P508 Pregnancy outcomes in patients with inflammatory bowel disease experiencing flare ups during foetal development

Y. Yokoyama*1, H. Tanaka2, T. Miyazaki1, T. Sato1, M. Kawai1, Y. Kita1, K. Kamikozuru1, M. Iimuro1, N. Hida1, S. Nakamura1

1Hyogo College of Medicine, Department of Inflammatory Bowel Disease, Division of Internal Medicine, Nishinomiya, Japan, 2Hyogo College of Medicine, Department of Obstetrics and Gynaecology, Nishinomiya, Japan


Inflammatory bowel disease (IBD) is a chronic relapsing and remitting health disorder with morbidities that impair function and quality of life. Further, IBD is frequently diagnosed at the childbearing age, and given that the patients require lifelong medication, it is essential to monitor and manage disease activity to ensure normal pregnancy outcome. This investigation was to better understand pregnancy outcomes in patients who experience IBD flare ups during foetal development and may require medical intervention.

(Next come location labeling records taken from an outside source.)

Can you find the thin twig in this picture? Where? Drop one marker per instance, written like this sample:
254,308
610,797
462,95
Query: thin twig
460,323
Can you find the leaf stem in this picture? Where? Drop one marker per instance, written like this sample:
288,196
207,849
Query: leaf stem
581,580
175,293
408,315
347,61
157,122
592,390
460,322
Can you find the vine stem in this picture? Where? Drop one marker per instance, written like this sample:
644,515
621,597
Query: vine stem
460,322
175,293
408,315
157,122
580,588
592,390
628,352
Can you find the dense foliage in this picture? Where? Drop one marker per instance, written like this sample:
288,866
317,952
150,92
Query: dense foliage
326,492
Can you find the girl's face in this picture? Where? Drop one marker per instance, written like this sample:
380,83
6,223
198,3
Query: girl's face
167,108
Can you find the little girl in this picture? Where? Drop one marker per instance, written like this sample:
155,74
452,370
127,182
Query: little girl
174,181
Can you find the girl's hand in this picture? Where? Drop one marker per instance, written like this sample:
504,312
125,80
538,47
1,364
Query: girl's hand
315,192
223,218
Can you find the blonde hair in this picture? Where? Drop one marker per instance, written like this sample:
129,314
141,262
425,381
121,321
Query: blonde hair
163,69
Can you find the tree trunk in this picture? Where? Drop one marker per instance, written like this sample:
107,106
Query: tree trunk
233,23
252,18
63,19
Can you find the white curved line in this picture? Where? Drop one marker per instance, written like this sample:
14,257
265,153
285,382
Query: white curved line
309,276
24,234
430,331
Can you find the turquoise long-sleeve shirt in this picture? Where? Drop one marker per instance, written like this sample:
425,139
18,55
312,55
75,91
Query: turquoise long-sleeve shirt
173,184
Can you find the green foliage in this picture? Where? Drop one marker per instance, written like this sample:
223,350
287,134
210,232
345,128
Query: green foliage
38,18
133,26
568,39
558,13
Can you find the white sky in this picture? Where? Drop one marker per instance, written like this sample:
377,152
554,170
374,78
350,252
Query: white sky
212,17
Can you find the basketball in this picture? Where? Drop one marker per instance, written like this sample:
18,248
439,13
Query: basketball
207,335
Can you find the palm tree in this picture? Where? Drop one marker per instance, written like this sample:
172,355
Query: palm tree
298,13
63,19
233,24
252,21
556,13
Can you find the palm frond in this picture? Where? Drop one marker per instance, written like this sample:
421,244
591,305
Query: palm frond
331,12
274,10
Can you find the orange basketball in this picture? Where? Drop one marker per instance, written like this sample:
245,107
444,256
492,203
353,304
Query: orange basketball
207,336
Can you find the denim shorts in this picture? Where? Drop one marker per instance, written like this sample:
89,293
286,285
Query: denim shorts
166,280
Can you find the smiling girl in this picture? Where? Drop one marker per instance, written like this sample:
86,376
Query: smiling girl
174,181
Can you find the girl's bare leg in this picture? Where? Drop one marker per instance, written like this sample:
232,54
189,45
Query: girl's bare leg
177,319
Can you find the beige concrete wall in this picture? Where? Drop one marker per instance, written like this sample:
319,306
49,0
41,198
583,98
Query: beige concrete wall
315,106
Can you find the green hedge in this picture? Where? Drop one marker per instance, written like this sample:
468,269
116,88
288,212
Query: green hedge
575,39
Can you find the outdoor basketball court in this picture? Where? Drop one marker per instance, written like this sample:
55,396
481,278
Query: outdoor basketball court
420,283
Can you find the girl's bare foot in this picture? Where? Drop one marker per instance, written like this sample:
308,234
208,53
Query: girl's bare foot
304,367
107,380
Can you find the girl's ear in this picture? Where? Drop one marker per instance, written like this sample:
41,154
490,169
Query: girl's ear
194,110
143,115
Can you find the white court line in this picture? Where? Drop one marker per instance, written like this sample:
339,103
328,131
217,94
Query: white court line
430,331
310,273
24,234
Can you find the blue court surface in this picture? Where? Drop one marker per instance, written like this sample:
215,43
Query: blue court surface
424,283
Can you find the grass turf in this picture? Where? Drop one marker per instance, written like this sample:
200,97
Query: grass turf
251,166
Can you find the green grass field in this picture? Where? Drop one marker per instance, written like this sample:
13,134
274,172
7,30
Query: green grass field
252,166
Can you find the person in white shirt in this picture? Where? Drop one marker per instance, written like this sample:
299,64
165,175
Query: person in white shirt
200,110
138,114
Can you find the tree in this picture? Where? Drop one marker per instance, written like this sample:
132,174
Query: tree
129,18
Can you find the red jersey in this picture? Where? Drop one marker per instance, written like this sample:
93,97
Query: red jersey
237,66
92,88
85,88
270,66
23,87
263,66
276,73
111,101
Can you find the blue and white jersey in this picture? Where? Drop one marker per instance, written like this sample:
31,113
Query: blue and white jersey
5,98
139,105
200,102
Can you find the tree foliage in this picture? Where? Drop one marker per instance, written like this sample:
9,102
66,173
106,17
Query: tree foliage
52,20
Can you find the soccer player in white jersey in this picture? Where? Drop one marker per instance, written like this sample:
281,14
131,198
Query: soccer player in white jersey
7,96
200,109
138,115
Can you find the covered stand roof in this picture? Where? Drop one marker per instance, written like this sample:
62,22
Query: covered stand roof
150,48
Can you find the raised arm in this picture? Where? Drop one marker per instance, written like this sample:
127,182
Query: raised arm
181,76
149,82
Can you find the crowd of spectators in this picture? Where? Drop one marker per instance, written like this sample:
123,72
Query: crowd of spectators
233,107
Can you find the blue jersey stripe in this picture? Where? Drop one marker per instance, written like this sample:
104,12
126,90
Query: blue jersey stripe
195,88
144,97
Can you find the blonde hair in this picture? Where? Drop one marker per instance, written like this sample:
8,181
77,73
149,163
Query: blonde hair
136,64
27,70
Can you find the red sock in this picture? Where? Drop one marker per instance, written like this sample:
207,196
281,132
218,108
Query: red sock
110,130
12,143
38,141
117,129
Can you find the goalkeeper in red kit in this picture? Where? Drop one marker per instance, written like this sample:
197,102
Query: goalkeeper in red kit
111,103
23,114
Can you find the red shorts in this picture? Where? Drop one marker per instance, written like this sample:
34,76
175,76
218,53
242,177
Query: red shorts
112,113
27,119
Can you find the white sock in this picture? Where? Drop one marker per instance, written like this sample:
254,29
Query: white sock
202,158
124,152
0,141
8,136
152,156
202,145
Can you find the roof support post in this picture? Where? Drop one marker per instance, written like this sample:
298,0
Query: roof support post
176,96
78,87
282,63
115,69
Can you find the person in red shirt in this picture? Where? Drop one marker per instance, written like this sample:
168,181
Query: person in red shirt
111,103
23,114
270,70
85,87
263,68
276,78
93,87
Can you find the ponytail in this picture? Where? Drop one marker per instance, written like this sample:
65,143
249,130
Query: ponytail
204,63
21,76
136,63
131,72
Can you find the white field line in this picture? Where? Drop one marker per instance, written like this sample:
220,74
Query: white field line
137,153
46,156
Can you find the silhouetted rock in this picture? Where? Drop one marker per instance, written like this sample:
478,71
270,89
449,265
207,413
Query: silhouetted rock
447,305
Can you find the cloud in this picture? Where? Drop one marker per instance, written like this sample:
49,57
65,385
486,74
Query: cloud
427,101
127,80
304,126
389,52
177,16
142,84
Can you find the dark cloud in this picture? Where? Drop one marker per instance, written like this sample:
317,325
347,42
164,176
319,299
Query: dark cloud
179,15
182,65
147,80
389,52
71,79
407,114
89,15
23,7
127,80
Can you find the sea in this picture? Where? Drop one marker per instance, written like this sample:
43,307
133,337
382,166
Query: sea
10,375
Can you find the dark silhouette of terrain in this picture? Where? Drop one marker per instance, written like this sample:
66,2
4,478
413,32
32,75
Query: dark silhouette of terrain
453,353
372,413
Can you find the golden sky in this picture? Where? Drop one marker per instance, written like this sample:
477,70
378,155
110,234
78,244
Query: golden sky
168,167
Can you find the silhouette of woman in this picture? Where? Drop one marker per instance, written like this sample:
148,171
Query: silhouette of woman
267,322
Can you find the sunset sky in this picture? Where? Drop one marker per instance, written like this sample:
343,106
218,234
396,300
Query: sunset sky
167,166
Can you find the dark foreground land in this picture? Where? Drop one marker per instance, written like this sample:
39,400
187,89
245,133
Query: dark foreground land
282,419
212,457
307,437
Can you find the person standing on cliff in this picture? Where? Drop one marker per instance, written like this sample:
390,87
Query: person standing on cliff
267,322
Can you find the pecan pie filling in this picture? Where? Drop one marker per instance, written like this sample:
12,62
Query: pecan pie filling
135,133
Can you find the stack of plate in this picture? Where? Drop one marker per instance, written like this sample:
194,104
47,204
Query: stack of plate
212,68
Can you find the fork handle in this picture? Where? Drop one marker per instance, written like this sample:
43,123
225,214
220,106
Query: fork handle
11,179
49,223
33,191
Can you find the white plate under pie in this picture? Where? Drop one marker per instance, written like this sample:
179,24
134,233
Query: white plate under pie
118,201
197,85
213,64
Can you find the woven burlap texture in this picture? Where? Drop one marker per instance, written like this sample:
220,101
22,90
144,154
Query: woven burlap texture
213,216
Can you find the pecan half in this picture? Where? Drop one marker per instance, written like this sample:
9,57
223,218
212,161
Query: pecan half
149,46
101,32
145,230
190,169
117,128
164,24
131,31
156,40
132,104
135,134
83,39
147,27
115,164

Between January 2011 and November 2015, 38 pregnant patients with IBD who had been treated at our hospital were reviewed in a retrospective setting. Further,16 of the 38 patients had Crohn’s disease (CD) and 22 had ulcerative colitis (UC). In the CD cases, active disease was defined as CD activity index (CDAI) ≥ 150, whereas in the UC cases, active disease was defined as Lichtiger’s clinical activity index (CAI) > 5. The pregnancy and neonatal complications we factored in our investigations included preterm birth (<37 weeks), the need for caesarean section, low birth weight (< 2 500g) and congenital abnormalities.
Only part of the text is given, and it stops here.